摘要

Both region-based methods and direct methods have become popular in recent years for tracking the 6-dof pose of an object from monocular video sequences. Region-based methods estimate the pose of the object by maximizing the discrimination between statistical foreground and background appearance models, while direct methods aim to minimize the photometric error through direct image alignment. In practice, region-based methods only care about the pixels within a narrow band of the object contour due to the level-set-based probabilistic formulation, leaving the foreground pixels beyond the evaluation band unused. On the other hand, direct methods only utilize the raw pixel information of the object, but ignore the statistical properties of foreground and background regions.

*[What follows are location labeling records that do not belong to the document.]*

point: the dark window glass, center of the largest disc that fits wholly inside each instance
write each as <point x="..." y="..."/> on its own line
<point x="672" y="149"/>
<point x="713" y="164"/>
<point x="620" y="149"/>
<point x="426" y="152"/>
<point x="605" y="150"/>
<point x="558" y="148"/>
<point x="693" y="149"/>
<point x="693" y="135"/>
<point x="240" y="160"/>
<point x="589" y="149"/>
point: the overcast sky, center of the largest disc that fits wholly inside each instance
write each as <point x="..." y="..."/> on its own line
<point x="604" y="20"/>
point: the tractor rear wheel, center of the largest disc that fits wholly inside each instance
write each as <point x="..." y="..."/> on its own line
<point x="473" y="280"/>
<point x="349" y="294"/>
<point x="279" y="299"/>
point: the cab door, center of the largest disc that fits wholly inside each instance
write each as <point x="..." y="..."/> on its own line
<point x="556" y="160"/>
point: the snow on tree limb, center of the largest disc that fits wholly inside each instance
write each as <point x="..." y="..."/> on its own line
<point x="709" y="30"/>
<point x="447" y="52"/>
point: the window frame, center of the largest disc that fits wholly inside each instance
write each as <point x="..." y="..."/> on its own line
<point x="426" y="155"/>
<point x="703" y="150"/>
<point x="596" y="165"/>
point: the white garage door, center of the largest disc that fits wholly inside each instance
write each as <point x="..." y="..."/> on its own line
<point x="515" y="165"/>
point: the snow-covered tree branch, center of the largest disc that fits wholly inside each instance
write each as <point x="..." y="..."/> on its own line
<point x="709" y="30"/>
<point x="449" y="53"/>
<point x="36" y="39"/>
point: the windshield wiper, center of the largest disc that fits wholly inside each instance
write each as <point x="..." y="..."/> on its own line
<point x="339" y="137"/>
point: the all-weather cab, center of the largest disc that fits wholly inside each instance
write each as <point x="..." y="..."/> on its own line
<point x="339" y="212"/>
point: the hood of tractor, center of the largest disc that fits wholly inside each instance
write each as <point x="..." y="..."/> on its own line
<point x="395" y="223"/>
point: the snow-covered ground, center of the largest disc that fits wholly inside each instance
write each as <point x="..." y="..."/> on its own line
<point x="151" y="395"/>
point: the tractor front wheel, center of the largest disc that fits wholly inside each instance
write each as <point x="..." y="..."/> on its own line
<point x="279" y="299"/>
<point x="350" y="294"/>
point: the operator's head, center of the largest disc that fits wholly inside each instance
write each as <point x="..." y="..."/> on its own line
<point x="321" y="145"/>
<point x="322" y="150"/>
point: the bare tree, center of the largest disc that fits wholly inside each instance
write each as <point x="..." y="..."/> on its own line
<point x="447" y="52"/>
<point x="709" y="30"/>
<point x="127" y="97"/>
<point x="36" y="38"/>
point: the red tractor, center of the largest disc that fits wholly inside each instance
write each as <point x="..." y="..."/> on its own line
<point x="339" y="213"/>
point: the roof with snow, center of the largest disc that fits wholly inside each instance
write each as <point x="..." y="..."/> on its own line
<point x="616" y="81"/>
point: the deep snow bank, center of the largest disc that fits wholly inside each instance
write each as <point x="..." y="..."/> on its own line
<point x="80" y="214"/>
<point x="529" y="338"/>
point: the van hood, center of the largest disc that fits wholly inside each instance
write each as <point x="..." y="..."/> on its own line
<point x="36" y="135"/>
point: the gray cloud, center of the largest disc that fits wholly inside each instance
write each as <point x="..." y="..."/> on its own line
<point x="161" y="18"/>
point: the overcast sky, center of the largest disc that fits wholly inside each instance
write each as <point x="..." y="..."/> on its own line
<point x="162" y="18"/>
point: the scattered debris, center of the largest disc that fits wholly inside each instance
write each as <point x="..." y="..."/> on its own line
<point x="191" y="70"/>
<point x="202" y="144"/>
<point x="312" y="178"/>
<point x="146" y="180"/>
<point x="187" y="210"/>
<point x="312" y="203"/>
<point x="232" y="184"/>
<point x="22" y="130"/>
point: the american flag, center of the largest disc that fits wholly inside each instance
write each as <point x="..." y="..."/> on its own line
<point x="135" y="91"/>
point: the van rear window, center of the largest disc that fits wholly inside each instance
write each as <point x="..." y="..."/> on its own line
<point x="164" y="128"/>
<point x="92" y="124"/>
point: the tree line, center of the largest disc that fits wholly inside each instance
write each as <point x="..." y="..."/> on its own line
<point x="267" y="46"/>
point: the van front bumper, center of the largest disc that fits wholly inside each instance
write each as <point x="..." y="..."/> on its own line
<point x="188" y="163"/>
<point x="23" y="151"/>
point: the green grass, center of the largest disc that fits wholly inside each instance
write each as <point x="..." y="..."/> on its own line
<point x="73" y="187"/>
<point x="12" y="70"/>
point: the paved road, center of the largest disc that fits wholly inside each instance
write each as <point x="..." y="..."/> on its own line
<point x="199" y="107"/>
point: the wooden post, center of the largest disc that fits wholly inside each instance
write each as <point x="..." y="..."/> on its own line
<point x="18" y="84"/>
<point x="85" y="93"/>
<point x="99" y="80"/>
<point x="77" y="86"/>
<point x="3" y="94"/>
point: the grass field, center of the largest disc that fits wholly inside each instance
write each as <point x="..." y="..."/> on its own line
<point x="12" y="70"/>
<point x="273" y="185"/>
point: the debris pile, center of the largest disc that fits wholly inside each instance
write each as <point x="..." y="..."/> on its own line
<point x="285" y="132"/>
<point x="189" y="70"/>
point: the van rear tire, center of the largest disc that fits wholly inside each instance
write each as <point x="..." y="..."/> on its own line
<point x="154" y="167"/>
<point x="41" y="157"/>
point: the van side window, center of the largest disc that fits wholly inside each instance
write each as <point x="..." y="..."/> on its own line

In this paper, we find it beneficial to combine these two kinds of methods together. We construct a new probabilistic formulation for 3D object tracking by combining statistical constraints from region-based methods and photometric constraints from direct methods. In this way, we take advantage of both statistical property and raw pixel values of the image in a complementary manner. Moreover, in order to achieve better performance when tracking heterogeneous objects in complex scenes, we propose to increase the distinctiveness of foreground and background statistical models by partitioning the global foreground and background regions into a small number of sub-regions around the object contour. We demonstrate the effectiveness of the proposed novel strategies on a newly constructed real-world dataset containing different types of objects with ground-truth poses. Further experiments on several challenging public datasets also show that our method obtains competitive or even superior tracking results compared to previous works. In comparison with the recent state-of-art region-based method, the proposed hybrid method is proved to be more stable under silhouette pose ambiguities with a slightly lower tracking accuracy.